In Season 2, Episode 5, “Coat Check,” Illana has a short lived with romance with a woman named Adele, who could be her doppelganger (played by Glazer look-alike, Alia Shawkat). Everything is going swimmingly until it dawns on Ilana that she’s essentially in a sexual relationship with herself. To calmly assess the situation, Ilana lights a joint and offers it to Adele, who scrunches her face, waves away the smoke, and says “Oh, no … I don’t smoke pot.” End. Of. Relationship.

“Broad City” also offers quiet commentary on those who look down on cannabis use and judge those who indulge. In “Pussy Weed,” Abbi calls her college weed hookup, Cheese, to see if she’s still dealing pot. Cheese is now a yuppie who has traded in her dime bags and earplugs for white wine, crying children and pill-popping. “Oh Abbi, you still smoke weed? How sad,” the stoner formerly known as Cheese says before downing the glass of wine and taking a pill as her child cries in the background.

The Woke Toke

Talking about one’s legacy is often pointless and sometimes distasteful, and yet as we come closer to bidding “Broad City’ farewell, it’s nearly impossible to think of the impact Abbi and Ilana and their real-life counterparts have had on stoner representation.  

From its first moment, “Broad City” was woke before staying woke was a strategy, championing diversity, queerness, and feminism while addressing thorny issues such as gentrification, cultural appropriation, and the current political climate with a type of fearlessness that makes watching an episode feel like an act of slight rebellion — making the sparking of a joint and ripping of a bong seem quaint.

Since its introduction into pop culture, watching “Broad City” and smoking weed has become something of a mood and shorthand as a self-care routine.

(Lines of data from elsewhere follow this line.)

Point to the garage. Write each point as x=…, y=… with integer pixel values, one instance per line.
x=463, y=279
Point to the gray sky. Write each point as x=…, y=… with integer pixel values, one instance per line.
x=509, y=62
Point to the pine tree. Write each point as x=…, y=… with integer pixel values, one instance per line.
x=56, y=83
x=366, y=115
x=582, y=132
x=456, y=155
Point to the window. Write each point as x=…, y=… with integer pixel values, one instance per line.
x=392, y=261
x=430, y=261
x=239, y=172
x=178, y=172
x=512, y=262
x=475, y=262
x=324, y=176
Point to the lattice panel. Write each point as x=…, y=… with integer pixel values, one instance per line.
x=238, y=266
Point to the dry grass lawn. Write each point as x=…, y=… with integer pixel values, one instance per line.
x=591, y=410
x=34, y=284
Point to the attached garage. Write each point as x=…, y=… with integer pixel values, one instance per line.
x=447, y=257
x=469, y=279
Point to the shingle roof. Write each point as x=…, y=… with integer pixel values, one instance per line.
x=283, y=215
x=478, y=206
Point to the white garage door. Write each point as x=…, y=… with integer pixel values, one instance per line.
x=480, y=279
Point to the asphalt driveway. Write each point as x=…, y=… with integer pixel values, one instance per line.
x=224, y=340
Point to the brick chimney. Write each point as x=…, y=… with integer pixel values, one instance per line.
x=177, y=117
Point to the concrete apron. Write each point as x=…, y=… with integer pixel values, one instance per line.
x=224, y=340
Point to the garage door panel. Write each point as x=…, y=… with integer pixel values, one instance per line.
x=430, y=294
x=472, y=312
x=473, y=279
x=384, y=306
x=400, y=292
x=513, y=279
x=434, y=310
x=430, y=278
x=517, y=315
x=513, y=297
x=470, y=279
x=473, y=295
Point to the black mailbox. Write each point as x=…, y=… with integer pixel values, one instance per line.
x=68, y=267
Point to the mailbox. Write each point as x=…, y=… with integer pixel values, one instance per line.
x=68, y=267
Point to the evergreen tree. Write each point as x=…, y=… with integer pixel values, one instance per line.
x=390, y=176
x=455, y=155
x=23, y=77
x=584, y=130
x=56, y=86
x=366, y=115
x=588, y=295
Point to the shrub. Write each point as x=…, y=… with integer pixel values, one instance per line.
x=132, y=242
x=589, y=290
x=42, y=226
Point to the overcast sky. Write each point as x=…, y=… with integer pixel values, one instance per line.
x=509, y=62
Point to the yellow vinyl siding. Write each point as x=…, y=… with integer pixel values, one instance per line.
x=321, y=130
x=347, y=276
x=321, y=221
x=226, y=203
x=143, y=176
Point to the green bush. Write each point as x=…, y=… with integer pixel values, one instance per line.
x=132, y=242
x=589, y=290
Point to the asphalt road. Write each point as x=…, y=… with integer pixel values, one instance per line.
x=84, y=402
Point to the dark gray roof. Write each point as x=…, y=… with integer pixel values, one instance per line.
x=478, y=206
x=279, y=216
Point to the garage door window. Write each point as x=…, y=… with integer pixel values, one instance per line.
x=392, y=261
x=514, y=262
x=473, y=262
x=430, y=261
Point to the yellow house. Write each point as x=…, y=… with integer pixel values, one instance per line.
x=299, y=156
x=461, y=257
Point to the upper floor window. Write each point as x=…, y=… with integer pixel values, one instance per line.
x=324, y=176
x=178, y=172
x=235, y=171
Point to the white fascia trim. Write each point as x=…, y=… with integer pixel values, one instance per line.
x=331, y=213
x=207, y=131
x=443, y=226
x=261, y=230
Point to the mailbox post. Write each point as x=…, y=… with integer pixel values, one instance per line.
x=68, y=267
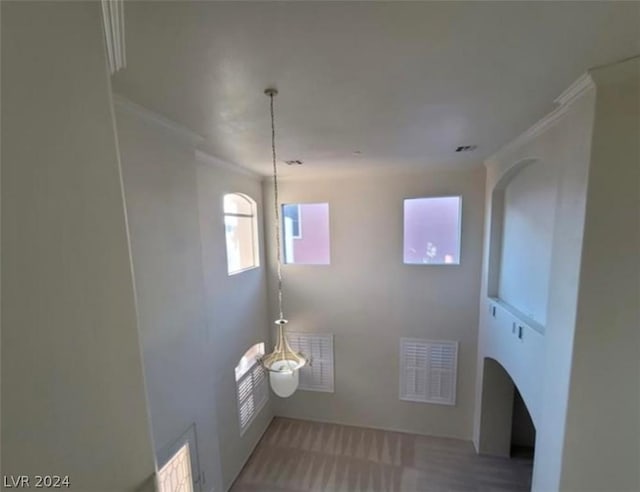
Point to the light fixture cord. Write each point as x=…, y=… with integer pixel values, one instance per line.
x=276, y=207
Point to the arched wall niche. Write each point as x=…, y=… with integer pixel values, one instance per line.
x=497, y=222
x=521, y=238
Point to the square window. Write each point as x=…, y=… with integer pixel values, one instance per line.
x=305, y=229
x=432, y=230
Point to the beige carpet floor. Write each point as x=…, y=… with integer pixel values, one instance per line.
x=297, y=455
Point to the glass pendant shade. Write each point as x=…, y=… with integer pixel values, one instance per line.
x=283, y=365
x=284, y=383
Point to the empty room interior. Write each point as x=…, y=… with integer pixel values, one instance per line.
x=320, y=246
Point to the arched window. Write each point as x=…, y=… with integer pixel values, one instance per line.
x=251, y=384
x=241, y=233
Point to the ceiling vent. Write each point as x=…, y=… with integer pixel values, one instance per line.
x=466, y=148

Like HBO’s “High Maintenance,” “Broad City” is also a tale of New York City, and in the Big Apple smoking weed seems to be part of being a New Yorker as much as being crammed on the now shut-down L train and being unimpressed by bodega cats — this is the city that smoked the most weed in the world, after all.

With the amount of weed consumed throughout the episodes of “Broad City,” it’s easy for viewers in legal states to forget that New York is a medical marijuana state and that until late 2018, New York City had a high amount of low level marijuana-related arrests. On “Jimmy Kimmel Live,” Jacobson said her weed supplier was Glazer, who said she bought her weed from a “full businessman” who has “garbage bags of weed” in New York City. Another reminder that when it comes to weed, or basic survival, New Yorkers just find a way.

New York is expected to legalize recreational marijuana use just as “Broad City” heads towards its final episode. The timing is bittersweet, as we bid farewell farewell to Abbi and Ilana, who comforted and made us laugh over the last five years, their legacy will live on as the weed kweens who made the world kinder, crazier, and more 420-friendly.